Je rigole. Un moment se passe ainsi, simplement à discuter. Je lui raconte des anecdotes d’avec mes potes, comment Malik a descendu la piste de ski sur les fesses – en m’emportant sur son passage, mais j’omets ce détail – ou comment Thibaut nous a tanné pour que l’on gagne le concours au musée. Lui me parle aussi de ses amis. J’en apprends un peu plus sur eux, et je m’étonne de penser que ceux-ci sont peut-être plus intéressants que la vision que j’avais d’eux, vision probablement faussée par mon avis général négatif sur les Saint-Thomas. D’un autre côté, vu que je suis dans le même lit que l’un d’eux, mes mains caressant négligemment le creux de ses hanches, il serait peut-être temps que mon point de vue change.

J’en apprends un peu plus sur sa famille aussi. Sur ses deux grandes sœurs notamment, dont il semble plutôt proche. Je m’attendris sur ses souvenirs d’enfance, sur les sorties à la plage avec sa mère. Je me surprend à me demander si je les rencontrerai un jour. Cette question me ramène à mes interrogations de la journée.

Quand un silence s’installe, j’en profite pour lui demander :

- Ça fait longtemps que tu sais que tu es…

- Beau ? Intelligent ? Un vieux dans le corps d’un jeune ?

Je ris.

- Non, pas ça. Gay. Ou bi, d’ailleurs. Ou autre chose.

Il se couche sur le dos, le bras sous la tête, fixant le plafond avec un air de concentration profond.

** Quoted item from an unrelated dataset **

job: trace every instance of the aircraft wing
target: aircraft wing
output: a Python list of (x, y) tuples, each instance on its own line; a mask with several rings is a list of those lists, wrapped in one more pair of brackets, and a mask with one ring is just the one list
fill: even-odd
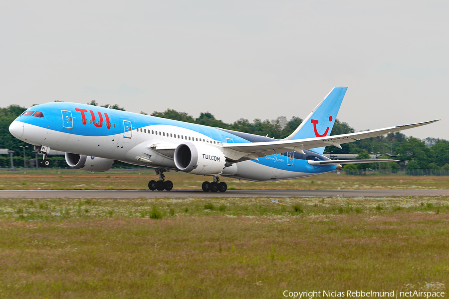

- Hum… Si je veux être honnête, je crois que j’ai toujours plus ou moins su que j’étais… différent ? Au CP, tous les garçons de ma classe étaient amoureux de la plus jolie fille de l’école. Ou de la maîtresse d’ailleurs. Mais moi, je faisais une véritable fixation sur Jimmy, un gamin de ma classe. Quand il a déménagé, j’ai eu le cœur brisé pendant au moins une semaine, ajoute-t-il en riant. Puis, une fois au collège, je suis sorti avec une fille, et c’était… cool, enfin tu vois. Donc je me suis dit que c’était bon, que j’étais peut-être bi, mais que du coup je pouvais sortir avec des filles, même si ça m’arrivait de flasher sur des gars. Mais quand je suis arrivé dans votre lycée, j’ai vraiment accroché sur un gars en particulier…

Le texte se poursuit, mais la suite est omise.